Dimoussi and the Pistol
By A. E. W. Mason
Manchester Regiment

In the maps of Morocco you will see, stretching southwards of the city of Mequinez, a great tract of uncharted country. It is lawless and forbidden land. Even the Sultan Mulai el Hassen, that great fighter, omitted it from his expeditions.

But certain tribes are known to inhabit it, such as the Beni M’tir, and certain villages can be assigned a locality, such as Agurai, which lies one long day’s journey from the Renegade’s Gate of Mequinez.

At Agurai Dimoussi was born, and lived for the first fifteen years of his life—Dimoussi the Englishman, as he was called, though in features and colour he had the look of an Arab with just a strain of Negro blood.
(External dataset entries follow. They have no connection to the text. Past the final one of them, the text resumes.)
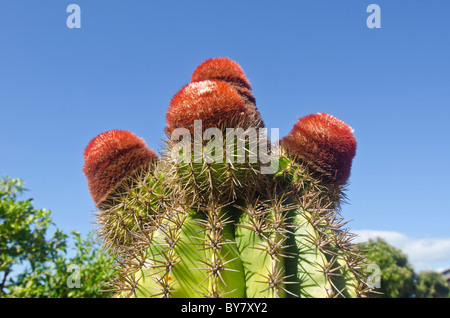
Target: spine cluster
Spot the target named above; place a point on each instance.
(207, 228)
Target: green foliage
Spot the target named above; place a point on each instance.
(34, 265)
(398, 279)
(397, 275)
(431, 284)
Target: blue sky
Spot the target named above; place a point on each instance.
(61, 87)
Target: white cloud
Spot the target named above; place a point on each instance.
(423, 253)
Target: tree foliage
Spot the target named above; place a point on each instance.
(36, 263)
(398, 278)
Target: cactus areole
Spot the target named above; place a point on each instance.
(201, 220)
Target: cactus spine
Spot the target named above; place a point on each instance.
(203, 227)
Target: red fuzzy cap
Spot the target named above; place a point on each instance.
(215, 103)
(324, 142)
(221, 68)
(112, 156)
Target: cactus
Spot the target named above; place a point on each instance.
(209, 223)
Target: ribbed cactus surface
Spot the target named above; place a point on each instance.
(203, 220)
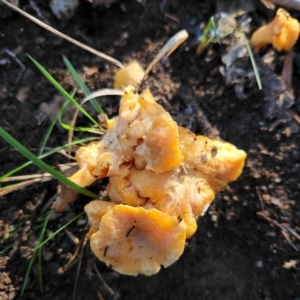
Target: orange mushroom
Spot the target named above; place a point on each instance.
(143, 132)
(161, 179)
(133, 240)
(95, 210)
(132, 74)
(188, 189)
(282, 32)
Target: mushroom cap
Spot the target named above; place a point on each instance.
(133, 240)
(289, 34)
(132, 74)
(95, 210)
(282, 32)
(143, 132)
(220, 162)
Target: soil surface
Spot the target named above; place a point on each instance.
(236, 253)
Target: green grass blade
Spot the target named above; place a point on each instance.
(58, 231)
(45, 223)
(62, 90)
(82, 85)
(25, 152)
(50, 128)
(6, 248)
(54, 150)
(27, 272)
(253, 62)
(205, 38)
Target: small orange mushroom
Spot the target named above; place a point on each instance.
(282, 32)
(162, 177)
(132, 74)
(143, 132)
(95, 210)
(133, 240)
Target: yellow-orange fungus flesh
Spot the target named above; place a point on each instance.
(161, 179)
(282, 32)
(133, 240)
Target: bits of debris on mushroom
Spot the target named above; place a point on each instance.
(162, 178)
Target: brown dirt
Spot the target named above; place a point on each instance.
(234, 254)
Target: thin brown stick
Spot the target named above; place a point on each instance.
(284, 228)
At the age of fifteen a desire to see the world laid hold upon Dimoussi. As far as the eye could see from any mound about the village, there stretched on every side a rolling plain, silent and empty. Hardly a bird sang in the air above it; and everywhere it was dark with bushes wherein the flowers of asphodel gleamed pale and small.

Dimoussi wearied of the plain. One thin, reddish line meandered uncertainly from north to south, a stone’s throw from the village, where the feet of men and mules passing at rare intervals through many centuries had beaten down a path. Along this path Dimoussi allowed his fancies to carry him into a world of enchantment; and one spring morning his feet carried him along it, too.

For half a dozen men of the Beni M’tir carrying almonds and walnuts into Mequinez happened to pass Agurai at a moment when Dimoussi was watching, and his mother was at work on a patch of tilled ground out of sight. Dimoussi had no other parent than his mother.

He ran into the hut, with its tent roof of sacking and its sides of rough hurdles, which was his home, searched in a corner for a big brass-barrelled pistol which had long been the pride of the establishment, and, hiding it under his ragged jellaba, he ran down the track and joined himself on to the tiny caravan. The next morning he came to Mequinez, where he parted company with the tribesmen.

Dimoussi had not so much as a copper flouss upon him, but, on the other hand, he had a pistol and the whole world in front of him. And what reasonable boy could want more? All that day he wandered about the streets, gaping at the houses, at the towers of the mosques, and at the stalls in the markets, but as the afternoon declined, hunger got hold of him. His friends of yesterday had vanished. Somehow he must get food.

He fingered the pistol under his jellaba irresolutely. He walked along a street which he came to know afterwards as the Sôk Kubba. In the middle was built a square tent of stone with an open arch at each side and a pointed roof of fluted tiles trailed over by a vine. Just beyond this stone tent the street narrowed, and on the left-hand side a man who sold weapons squatted upon the floor of a dark booth.